Madame Montbleu avait mordu dans un croissant et tout à coup… une explosion de saveur lui mit les papilles en ébullitions, le savant mélange de beurre et de sucre pour que cela reste gourmant sans être écœurant, cette touche de cannelle, ce parfum de miel sauvage et… Mathilde frissonna. L’extase lui avait laissé échapper un gémissement de satisfaction, jamais de sa vie elle n’avait gouté un aussi bon croissant.

— Saperlipopette ! C’est divin, ce goût. Oh tatie, vous avez un don !

— C’est juste un croissant, se justifia Christina.

— Oh non, ce n’est pas « juste un croissant », c’est la meilleure chose que je n’ai jamais mangée.

— Et elle sait faire plein d’autres trucs, c’est un vrai cordon bleu notre tatie Christi, reprit Maggie la bouche pleine.

Christina était aux anges, car comme toutes les sorcières elle aimait les flatteries, enfin qui ne les aiment pas.

C’est à ce moment que Sandy, la fille des Montbleu, était entrée dans la cuisine, un sweat à capuche rouge sur le dos. Maggie avait fait un bond, se rappelant l’histoire de la méchante gamine en rouge et de sa grand-mère tueuse de loup-garou. Même si Sandy n’avait rien de menaçant, quand un lycan voit rouge, c’est la panique... Maggie n’avait plus qu’une solution pour survivre, passer inaperçu, action extrêmement difficile quand on a la bouche grande ouverte avec des morceaux de croissant mâchés, mais pas avalés.
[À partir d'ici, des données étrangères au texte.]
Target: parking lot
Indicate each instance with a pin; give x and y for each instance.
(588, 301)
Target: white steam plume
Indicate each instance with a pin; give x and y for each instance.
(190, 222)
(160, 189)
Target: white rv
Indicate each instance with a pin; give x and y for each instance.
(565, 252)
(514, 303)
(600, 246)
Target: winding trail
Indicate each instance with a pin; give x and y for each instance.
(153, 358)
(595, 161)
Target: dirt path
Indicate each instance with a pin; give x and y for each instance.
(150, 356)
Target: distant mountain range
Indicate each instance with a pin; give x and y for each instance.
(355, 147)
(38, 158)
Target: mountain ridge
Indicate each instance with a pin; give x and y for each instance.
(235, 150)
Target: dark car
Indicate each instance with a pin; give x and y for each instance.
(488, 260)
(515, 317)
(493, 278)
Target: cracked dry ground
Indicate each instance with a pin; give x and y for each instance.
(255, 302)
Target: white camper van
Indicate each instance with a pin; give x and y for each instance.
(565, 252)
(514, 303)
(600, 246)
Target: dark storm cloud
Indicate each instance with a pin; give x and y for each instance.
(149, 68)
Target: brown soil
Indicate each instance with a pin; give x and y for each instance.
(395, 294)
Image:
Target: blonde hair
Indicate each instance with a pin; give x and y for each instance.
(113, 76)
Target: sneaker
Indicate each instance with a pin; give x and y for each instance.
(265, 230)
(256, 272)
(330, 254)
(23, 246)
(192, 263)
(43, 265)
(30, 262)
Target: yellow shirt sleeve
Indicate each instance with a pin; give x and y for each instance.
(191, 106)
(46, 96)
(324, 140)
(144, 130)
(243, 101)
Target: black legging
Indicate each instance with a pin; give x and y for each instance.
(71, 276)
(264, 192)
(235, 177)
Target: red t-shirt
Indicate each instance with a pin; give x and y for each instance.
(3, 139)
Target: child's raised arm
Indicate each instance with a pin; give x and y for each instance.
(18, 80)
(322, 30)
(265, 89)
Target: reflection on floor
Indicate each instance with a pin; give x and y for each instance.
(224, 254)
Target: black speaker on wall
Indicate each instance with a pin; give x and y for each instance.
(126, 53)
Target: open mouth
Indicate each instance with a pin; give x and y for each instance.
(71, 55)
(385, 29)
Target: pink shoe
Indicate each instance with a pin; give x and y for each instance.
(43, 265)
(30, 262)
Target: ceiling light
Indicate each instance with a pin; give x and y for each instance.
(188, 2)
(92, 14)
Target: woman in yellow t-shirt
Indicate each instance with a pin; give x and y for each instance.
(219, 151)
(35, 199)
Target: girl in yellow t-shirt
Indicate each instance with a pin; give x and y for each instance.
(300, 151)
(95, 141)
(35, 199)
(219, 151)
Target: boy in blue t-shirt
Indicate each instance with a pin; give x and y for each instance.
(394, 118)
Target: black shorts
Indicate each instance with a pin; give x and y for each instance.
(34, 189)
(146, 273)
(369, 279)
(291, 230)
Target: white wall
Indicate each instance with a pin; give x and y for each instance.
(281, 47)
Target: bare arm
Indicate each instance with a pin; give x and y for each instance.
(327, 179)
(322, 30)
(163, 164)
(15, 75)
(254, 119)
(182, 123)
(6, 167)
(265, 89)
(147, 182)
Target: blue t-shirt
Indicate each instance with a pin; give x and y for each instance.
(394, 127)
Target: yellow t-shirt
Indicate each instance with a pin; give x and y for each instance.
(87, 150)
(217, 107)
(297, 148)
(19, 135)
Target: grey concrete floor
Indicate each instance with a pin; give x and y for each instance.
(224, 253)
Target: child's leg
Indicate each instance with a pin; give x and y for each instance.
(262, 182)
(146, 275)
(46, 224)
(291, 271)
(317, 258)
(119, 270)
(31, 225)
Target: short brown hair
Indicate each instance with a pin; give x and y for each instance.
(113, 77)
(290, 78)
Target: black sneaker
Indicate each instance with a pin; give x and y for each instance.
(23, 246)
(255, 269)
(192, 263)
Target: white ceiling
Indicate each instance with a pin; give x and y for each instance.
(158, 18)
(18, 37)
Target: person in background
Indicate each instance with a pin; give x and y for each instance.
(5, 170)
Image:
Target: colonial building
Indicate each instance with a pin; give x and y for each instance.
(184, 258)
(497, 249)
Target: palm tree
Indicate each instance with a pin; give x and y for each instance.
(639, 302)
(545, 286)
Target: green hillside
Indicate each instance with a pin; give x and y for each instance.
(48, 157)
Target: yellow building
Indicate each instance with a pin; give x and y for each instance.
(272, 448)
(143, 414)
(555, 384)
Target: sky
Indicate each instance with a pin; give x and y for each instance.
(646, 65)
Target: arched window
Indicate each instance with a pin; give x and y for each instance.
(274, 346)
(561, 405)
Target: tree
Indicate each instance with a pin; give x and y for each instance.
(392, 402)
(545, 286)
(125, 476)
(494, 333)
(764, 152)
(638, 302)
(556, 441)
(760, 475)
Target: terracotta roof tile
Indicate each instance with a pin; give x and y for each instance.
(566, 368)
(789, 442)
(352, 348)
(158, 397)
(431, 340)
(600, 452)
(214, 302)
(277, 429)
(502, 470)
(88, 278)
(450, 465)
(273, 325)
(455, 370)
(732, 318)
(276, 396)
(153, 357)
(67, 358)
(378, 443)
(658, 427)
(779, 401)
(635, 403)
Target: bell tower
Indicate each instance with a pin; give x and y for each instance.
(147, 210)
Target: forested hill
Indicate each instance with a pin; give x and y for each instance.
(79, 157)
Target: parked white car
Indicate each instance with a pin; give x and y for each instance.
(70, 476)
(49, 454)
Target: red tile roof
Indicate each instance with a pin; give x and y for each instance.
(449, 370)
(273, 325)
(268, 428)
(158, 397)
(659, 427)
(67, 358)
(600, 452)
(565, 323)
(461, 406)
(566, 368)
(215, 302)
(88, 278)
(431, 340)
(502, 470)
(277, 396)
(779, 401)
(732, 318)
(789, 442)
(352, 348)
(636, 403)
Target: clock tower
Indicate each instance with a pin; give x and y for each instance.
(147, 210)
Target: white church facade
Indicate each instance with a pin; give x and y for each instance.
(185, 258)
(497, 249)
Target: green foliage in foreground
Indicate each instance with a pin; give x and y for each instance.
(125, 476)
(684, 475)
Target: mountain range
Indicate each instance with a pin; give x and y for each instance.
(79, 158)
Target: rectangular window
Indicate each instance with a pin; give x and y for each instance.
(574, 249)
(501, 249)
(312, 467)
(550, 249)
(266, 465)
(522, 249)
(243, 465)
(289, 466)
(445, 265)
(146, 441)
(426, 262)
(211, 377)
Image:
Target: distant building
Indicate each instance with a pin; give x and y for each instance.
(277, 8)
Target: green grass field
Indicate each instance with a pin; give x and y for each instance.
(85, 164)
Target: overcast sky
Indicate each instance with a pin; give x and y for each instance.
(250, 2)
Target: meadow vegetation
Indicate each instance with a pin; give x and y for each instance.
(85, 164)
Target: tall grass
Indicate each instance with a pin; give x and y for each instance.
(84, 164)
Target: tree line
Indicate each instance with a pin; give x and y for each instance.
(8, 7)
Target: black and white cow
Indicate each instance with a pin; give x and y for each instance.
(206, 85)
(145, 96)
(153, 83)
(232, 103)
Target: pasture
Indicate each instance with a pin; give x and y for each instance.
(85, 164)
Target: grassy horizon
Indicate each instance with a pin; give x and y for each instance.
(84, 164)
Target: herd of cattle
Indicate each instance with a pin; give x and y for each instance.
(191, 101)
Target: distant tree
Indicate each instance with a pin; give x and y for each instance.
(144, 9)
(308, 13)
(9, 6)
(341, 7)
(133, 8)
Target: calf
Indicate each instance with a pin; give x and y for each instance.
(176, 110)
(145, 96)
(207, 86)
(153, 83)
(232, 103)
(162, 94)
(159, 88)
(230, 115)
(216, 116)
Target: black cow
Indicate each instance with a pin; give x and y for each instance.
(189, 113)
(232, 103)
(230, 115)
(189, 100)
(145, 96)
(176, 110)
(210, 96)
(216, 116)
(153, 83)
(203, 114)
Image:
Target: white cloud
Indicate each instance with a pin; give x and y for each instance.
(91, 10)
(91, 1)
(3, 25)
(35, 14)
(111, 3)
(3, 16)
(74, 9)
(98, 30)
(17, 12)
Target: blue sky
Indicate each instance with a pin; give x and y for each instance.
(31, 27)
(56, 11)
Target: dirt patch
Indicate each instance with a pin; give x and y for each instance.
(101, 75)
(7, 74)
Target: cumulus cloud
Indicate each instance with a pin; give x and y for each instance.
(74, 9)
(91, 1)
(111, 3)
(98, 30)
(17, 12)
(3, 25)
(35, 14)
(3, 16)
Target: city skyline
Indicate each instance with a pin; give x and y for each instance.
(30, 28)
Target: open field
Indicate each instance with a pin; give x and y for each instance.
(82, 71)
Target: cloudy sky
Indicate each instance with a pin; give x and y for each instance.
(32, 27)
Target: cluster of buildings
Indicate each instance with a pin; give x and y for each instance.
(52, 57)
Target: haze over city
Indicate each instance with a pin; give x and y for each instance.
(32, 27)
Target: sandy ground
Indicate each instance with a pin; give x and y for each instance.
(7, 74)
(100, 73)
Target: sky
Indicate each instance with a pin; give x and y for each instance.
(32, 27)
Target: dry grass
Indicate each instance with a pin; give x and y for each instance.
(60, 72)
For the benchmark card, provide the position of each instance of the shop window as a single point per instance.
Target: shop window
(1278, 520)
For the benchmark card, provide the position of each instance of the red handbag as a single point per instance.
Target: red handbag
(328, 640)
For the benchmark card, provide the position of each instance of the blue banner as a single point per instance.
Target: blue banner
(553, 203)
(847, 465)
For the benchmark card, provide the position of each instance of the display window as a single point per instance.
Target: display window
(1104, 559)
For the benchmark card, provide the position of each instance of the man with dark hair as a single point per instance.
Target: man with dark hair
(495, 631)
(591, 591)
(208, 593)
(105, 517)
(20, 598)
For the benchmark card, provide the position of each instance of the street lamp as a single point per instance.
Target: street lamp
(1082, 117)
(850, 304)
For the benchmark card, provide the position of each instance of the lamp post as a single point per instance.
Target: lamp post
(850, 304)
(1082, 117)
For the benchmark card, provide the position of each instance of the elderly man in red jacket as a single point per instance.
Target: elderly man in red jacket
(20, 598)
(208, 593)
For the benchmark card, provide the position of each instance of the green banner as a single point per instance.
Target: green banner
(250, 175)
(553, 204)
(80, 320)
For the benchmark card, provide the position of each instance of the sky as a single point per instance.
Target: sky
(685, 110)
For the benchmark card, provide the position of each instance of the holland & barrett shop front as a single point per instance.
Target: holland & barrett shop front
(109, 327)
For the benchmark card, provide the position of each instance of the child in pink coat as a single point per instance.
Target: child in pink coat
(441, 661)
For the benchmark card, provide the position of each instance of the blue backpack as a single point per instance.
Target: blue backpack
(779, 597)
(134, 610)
— Maman tu n’aurais pas vu la caisse de livres.

— Oh, Sandy, viens je te présente tatie Christina et …

C’est alors que madame Montbleu se rendit compte qu’elle ne connaissait pas le prénom de la deuxième invitée.

— Maggie, femme totalement normale, bégaya la louve-garou en sueur.

— Heureuse de faire vos connaissances, pourquoi « tatie » ?

La sorcière regarda la jeune fille, elle avait quelque chose de … spécial.

— Un jour je vous le dirais, dit-elle sans détourner le regard.